Background Open-ended questions are a common addition to surveys of healthcare practice, yet the free-text responses generated are rarely integrated in substantive findings. There is currently little guidance about how they can be used to enhance survey analysis. In this study we report the qualitative analysis of free-text comments alongside the quantitative analysis of two surveys designed to elicit information from clinicians about reconstructive surgery for pressure ulcers (PU), in terms of referral, treatment, indications and barriers for surgery. The aim was to identify issues not captured by the closed-ended questions, add contextual information to the survey responses and combine quantitative and qualitative results to identify the most important issues influencing referral for surgery.

Methods The surveys were completed between June and September 2020 by 137 nurses and 43 surgeons and included 21 and 29 closed-ended questions, respectively, of which 16 (76%) and 23 (79%) had a free-text comment option.

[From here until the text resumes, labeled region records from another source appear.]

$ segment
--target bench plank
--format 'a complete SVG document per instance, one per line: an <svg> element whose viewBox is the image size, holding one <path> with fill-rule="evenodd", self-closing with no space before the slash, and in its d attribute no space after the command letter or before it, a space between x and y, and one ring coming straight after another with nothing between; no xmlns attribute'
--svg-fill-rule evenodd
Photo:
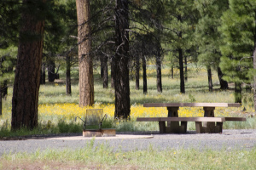
<svg viewBox="0 0 256 170"><path fill-rule="evenodd" d="M137 122L222 122L224 117L137 117Z"/></svg>
<svg viewBox="0 0 256 170"><path fill-rule="evenodd" d="M143 107L241 107L239 103L146 103Z"/></svg>
<svg viewBox="0 0 256 170"><path fill-rule="evenodd" d="M247 121L246 117L225 117L225 121Z"/></svg>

We conducted an inductive thematic analysis of the free-text responses using NVivo (QSR International).

Results A total of 99 nurses (72%) and 24 surgeons (56%) provided at least one free-text comment, generating a total of 373 and 77 comments, respectively. Themes captured by the free-text responses were grouped into two overarching themes: barriers and contraindications for referral. Barriers were defined as any factor involving the healthcare system/care pathways, while contraindications were defined as any patient-related factor that negatively influences referral. Preliminary analyses identified several barriers that were not captured in the closed-ended questions: i) difficulty in referring patients to appropriate services (nurses and surgeons); ii) surgeon reluctance to operate on/take responsibility for patients outside their direct care (nurses); iii) the current lack of evidence about the effectiveness of reconstructive surgery (nurses and surgeons). The main contraindications, already captured by the closed-ended questions, were patient comorbidities and adherence to post-surgery protocols (nurses and surgeons). Ongoing analysis will attempt to identify sub-themes and rank their relative importance for referral.

Conclusion Preliminary analyses revealed that clinicians used free-text comments to highlight barriers to patients receiving reconstructive surgery that were not addressed in the closed-ended questions and reinforce the most important contraindications for surgery. We will argue that embedding and analysing free-text responses in surveys provide further insight into aspects of the topic under investigation not captured by closed-ended questions to highlight directions for future research.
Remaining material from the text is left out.